When after a quarter of an hour the kettle was still not boiling, even though he had remembered twice to plug it in, he finally realized that without electricity he would never have his coffee. So he lay down again, fully dressed under the heavy winter blanket, set the alarm for quarter to twelve, hid his dream book under the pile of newspapers and magazines at the foot of his bed, covered himself up to his chin, and concentrated his thoughts on women until he managed to arouse himself. He clasped his organ with all ten fingers, like a burglar climbing a drainpipe or, rather—he chuckled—like a drowning man clutching at a straw. But fatigue was much stronger than desire, and he let go and dropped off.

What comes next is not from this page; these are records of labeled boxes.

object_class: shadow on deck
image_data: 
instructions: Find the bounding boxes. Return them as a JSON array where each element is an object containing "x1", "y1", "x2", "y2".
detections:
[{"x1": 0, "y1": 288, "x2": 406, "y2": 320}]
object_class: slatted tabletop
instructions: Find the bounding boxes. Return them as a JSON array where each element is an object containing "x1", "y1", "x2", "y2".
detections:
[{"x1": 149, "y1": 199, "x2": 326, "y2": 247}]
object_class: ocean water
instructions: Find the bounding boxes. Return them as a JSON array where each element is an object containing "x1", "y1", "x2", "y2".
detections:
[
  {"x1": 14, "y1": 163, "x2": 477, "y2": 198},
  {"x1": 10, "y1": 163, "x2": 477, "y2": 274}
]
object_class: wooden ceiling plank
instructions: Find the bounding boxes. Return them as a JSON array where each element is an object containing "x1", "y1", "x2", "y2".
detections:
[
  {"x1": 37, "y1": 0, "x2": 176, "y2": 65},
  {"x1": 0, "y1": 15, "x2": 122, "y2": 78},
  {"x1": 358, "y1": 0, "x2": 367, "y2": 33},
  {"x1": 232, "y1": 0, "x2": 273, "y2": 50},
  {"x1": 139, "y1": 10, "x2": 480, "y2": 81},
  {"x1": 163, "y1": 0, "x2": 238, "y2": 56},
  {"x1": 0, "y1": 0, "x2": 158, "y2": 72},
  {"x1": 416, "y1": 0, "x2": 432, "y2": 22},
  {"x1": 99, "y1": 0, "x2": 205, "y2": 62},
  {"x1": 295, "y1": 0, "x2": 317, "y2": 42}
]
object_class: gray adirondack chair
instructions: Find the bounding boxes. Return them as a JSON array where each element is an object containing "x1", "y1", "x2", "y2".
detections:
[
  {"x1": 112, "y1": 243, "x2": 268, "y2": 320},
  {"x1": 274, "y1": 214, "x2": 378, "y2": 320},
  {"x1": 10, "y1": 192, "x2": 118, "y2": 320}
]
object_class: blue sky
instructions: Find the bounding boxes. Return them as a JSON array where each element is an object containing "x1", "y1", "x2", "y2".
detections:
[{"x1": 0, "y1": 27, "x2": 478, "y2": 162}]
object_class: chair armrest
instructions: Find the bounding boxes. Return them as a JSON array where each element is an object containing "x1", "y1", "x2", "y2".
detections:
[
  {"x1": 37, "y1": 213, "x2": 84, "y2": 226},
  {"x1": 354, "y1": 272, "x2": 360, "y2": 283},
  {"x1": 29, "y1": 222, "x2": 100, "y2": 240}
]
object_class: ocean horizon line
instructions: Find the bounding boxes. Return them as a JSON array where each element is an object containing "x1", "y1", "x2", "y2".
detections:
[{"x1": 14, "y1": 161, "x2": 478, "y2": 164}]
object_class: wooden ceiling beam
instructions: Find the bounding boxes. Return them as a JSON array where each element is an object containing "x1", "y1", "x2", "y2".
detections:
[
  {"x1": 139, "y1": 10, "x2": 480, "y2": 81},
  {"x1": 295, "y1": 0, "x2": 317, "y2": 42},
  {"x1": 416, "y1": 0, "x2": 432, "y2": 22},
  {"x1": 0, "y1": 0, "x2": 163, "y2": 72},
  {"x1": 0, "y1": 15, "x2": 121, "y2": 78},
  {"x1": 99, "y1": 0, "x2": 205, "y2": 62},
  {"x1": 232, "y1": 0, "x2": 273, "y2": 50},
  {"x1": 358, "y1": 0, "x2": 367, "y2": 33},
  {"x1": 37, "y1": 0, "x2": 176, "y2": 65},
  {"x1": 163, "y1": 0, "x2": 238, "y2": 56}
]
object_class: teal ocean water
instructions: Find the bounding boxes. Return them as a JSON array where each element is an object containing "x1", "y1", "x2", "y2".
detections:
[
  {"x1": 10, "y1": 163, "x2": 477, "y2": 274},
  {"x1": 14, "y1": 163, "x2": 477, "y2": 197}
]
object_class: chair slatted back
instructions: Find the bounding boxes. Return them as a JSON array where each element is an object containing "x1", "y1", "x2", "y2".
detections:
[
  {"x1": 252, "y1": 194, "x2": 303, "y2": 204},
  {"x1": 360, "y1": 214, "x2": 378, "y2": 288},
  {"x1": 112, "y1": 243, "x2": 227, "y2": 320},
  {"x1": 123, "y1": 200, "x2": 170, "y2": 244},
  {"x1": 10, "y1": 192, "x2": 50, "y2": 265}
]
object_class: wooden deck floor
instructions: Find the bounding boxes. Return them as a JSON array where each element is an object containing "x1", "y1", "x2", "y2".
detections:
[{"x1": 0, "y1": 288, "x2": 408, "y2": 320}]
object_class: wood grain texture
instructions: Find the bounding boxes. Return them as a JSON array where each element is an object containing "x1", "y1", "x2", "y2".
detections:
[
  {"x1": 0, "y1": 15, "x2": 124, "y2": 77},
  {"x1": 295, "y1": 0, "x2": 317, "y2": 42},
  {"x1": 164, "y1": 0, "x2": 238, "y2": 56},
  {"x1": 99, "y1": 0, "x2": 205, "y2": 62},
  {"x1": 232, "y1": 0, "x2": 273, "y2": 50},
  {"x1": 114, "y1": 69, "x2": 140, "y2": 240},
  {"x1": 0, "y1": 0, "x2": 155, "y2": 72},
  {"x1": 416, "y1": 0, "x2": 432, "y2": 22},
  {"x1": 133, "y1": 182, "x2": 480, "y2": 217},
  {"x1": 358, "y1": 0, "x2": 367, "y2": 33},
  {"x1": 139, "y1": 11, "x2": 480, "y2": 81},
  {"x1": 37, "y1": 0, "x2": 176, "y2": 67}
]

Outside, the rain grew heavier.

3. A CAN OF WORMS

O
N THE MIDDAY NEWS HE HEARD THAT AN
A
RAB YOUTH HAD BEEN
hit and killed that morning by a plastic bullet fired presumably from a soldier's rifle in the Jebeliyeh refugee camp in the course of a stone-throwing incident, and that the corpse had been snatched from the hospital in Gaza by masked youths. The circumstances were being investigated. Fima considered the wording of the announcement. He particularly disliked the expression "killed by a plastic bullet." And the word "presumably" made him seethe. He was angry, too, in a more general way, about the passive verbs that were beginning to take over official statements and seemed to be infecting the language as a whole.